I was watching a TED talk last night, one of ten excellent talks in a series called Ocean Wonders, to which I was exposed through the magic of Twitter. The talk was by Mike deGruy, an underwater cameraman, and entitled Hooked by an octopus. Mike recalled being enthralled by an octopus he picked up as a child, at the manner in which it manifested it’s tentacles and shifted, shaped and recoloured its body, before he placed it back down and within a moment it was vanished, camouflaged, and there was the hook. Each one of the talks in this series have been fascinating. They have been as good as any David Attenborough production (which I don’t say lightly) and always with a poignant and heart-felt message.

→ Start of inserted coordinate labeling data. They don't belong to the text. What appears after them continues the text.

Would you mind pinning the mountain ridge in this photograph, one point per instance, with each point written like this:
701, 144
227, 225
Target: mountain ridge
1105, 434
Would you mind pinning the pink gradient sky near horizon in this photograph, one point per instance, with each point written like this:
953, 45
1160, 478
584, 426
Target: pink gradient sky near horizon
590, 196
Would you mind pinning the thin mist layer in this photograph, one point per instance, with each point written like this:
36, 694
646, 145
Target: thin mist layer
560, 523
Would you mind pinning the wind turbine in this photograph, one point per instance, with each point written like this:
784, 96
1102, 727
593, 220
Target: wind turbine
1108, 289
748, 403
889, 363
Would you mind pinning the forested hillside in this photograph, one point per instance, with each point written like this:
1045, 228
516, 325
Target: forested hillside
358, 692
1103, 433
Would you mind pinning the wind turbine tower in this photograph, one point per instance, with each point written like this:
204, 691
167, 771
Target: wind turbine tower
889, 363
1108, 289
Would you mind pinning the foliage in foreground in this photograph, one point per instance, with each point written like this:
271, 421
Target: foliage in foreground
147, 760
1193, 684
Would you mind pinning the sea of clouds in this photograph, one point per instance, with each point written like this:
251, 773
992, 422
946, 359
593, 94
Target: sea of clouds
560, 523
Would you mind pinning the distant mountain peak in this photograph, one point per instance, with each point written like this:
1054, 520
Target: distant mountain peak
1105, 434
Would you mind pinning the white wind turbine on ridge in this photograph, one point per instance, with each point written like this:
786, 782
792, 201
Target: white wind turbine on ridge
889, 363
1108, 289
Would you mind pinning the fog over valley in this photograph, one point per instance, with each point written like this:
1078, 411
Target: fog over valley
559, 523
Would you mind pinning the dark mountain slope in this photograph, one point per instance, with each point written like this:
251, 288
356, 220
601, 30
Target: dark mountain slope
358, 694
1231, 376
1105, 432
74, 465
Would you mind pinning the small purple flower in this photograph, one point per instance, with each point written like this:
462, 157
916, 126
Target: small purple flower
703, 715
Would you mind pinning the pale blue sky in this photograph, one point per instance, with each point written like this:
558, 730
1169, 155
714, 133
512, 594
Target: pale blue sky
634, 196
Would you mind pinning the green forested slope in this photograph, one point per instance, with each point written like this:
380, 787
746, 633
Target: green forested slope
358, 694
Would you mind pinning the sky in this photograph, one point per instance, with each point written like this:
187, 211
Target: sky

The message in Mike’s talk was founded upon two experiences he had whilst filming corals. The first example is a return to film at a once ‘gorgeous’ location. Here, since his previous visit some five years prior, the bay had turned into ‘pea soup’, and the coral dead due to excessive nutrient, pesticide and fine sediment input deposited from a golf course and a contruction site. By contrast, the second example is taken from a once ‘pretty trashed bay’. Here the construction site and golf course are managed responsibly to control and reduce the impact upon the bay, to the point whereby the bay is now ‘gorgeous’ again. This was not achieved by some major public outcry, or through any hard-hitting national legislature, but by the action of the local community, which enacted this change and gave nature a chance to repair. The story is beautifully summed up by the use of a quote from Margaret Mead (1901 – 1978), an American cultural anthropologist, that:
“A small group of thoughtful people could change the world. Indeed, it’s the only thing that ever has.”